The results presented in Figure 10 show that four gas-bearing units and six oil-bearing units are present in reservoirs P 0.5 and P 1. The dominant reservoir fluid type is oil. Figure. 11 shows the 3D static model for wells A5X and B1. Well A5X has both Gas-Oil-Contact (GOC) at 3384ft and Oil-Water-Contact (OWC) at 3453ft. Figure 11 depicts Well B1‘s only Gas Water Contact (GWC) at 3590 ft. Static reservoir simulation is used to generate the lateral and longitudinal dispersion of the inferred hydrocarbons, which is shown in Figure. 11. The calculated stock tank oil initially in place (STOOIP) and gas initially in place is shown in Table 1 for wells A5X and B1. Figure 12 shows viable prospects in the H-field for exploration.

Figure 10:

Summary of the result of the net pay thickness for oil and gas in reservoirs P 0.5 and P 1.

Figure 11:

Oil-gas-water contact in reservoirs P 0.5 and P 1.

Figure 12:

Viable prospects in the H-field for exploration.

Estimates of mean; porosity, NTG, water saturation, and hydrocarbon volume in the two examined H-Field reservoir intervals.
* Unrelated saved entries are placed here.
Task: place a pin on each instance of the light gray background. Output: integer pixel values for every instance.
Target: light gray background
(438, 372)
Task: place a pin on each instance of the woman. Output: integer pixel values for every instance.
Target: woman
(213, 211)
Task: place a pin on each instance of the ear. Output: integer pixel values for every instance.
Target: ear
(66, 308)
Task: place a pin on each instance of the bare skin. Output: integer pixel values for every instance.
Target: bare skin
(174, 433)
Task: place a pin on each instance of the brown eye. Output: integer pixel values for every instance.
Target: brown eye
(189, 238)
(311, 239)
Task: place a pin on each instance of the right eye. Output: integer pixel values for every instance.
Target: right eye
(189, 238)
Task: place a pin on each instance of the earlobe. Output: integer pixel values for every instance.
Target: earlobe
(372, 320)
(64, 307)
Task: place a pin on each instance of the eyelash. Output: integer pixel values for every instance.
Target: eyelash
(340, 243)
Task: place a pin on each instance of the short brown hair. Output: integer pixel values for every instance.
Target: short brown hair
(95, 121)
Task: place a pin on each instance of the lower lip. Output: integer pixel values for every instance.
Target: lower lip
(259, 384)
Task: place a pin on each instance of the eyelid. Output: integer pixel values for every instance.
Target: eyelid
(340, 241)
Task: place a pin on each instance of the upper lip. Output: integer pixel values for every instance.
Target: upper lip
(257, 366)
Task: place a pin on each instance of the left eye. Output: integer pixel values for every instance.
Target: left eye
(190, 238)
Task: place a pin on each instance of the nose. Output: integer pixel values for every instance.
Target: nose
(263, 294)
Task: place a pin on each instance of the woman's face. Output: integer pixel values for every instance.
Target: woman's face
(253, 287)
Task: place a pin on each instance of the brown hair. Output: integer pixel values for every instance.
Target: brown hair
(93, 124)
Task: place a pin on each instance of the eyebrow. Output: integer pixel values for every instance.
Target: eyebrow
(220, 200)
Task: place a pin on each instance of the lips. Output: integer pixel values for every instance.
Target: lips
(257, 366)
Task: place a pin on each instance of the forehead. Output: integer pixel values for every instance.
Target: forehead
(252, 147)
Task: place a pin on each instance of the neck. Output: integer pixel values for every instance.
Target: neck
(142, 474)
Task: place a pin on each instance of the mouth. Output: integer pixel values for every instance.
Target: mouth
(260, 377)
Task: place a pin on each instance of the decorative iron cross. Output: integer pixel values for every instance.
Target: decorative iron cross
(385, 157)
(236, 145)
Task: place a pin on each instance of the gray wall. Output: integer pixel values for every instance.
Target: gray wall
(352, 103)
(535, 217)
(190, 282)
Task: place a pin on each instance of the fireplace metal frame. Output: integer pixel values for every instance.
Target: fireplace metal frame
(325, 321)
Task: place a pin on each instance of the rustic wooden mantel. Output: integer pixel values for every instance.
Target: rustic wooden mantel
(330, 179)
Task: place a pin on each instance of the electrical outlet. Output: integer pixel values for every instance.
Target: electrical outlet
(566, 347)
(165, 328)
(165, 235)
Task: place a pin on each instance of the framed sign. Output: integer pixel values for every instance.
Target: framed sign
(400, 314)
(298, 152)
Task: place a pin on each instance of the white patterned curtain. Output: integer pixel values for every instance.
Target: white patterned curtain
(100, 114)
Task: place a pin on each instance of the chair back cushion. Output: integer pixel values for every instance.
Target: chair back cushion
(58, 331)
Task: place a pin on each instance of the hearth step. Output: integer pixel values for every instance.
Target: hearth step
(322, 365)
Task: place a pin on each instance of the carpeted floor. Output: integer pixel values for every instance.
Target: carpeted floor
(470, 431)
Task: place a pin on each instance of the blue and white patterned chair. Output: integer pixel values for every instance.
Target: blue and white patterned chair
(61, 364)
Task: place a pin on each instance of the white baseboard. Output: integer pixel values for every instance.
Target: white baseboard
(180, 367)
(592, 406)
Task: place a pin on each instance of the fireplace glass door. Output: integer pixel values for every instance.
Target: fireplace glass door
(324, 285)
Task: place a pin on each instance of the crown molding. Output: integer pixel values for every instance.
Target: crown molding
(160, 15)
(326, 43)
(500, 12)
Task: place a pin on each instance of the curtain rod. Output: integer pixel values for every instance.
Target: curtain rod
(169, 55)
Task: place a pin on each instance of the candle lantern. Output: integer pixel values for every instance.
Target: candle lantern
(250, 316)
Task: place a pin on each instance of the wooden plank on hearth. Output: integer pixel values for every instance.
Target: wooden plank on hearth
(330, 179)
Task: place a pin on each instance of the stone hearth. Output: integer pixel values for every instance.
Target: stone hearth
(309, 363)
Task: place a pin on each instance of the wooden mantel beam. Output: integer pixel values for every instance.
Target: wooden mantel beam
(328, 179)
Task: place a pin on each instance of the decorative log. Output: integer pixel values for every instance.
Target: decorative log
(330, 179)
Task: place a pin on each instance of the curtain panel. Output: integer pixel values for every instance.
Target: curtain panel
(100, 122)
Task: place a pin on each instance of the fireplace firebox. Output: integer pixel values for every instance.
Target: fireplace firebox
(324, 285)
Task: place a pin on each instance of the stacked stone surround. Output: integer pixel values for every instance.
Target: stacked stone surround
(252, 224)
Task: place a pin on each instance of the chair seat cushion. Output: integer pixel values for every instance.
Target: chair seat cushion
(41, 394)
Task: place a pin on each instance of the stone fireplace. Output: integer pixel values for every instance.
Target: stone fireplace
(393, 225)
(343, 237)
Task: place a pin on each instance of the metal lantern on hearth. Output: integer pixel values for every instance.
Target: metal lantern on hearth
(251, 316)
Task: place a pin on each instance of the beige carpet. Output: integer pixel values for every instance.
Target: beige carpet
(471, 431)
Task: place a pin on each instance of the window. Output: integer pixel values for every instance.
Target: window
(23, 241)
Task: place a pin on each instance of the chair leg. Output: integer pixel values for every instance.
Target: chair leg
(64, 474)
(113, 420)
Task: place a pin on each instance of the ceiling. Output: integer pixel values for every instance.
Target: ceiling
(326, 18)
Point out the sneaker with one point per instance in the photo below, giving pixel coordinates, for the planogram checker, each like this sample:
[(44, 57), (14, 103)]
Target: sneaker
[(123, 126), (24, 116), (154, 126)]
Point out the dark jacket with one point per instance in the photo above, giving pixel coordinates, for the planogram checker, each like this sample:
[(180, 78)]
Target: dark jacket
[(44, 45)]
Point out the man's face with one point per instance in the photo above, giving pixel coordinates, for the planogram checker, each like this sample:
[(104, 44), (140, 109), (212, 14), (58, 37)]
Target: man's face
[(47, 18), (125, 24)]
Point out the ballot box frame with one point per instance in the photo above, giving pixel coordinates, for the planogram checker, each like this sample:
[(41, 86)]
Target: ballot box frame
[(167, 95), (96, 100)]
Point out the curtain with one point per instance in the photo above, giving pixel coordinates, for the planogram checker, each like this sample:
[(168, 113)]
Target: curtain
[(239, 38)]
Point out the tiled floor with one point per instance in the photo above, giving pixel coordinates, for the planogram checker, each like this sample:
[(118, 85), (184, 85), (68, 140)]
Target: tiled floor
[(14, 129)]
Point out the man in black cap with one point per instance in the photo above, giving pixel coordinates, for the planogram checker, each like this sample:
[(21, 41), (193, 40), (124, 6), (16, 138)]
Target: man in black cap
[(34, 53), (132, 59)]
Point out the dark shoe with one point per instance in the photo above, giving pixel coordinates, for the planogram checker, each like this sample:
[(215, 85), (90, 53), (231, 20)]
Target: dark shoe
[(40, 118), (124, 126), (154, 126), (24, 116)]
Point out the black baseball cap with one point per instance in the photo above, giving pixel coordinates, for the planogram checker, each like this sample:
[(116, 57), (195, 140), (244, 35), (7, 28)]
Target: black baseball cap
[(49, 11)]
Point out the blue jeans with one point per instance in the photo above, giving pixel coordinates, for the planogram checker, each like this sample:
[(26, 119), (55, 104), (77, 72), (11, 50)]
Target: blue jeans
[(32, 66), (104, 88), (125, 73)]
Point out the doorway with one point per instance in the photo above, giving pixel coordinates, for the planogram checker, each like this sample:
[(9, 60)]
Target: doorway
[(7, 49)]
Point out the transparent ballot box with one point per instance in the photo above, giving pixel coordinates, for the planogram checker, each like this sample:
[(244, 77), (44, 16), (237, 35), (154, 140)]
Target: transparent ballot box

Reservoir Interval Average Porosity (%) Average NTG (%) Average Water Saturation (%) Average Pay Thickness (Gas) Average Pay Thickness (Oil) GIIP (BSCF) STOIIP (MMSTB)
P 0.5 24.3   74.5 64 41.75 54.16 23.83 11.5
P 1 24.1 76  73 33.5   37.5     0.64     1.13
Conclusion

This study used sequence stratigraphy and petrophysical approaches to predict prospective petroleum plays and prospects for the H-field in the Niger Delta Basin. The current 3D static reservoir simulation provides a better knowledge of the reservoir facies, structural type, and petrophysical parameters‘ field-wide dispersion. Because of their distinct petrophysical and sequence stratigraphic features, two large clastic reservoir sand sections were regarded as attractive hydrocarbon possibilities. Seismic interpretation and 3D structural modeling are used to evaluate NW-SE trending normal faults that affect hydrocarbon trapping in the research area. According to facies modeling, the sand-dominated reservoir facies has substantial lateral continuity. The porosity range is 22–28 percent, according to the 3D reservoir petrophysical simulation. Utilizing rock properties fluid variety data and volumetric assessment of in-place hydrocarbons, it was found that oil, gas, and water are available in the reservoirs in various proportions so the amounts are sufficient to support effective exploration and mining activities to a certain degree. The subsurface geological model given in this paper is essential for future reservoir development efforts. It could aid in the identification of future well locations. The reservoir models will be more detailed and fine-tuned depending on the prospective well data set in the future.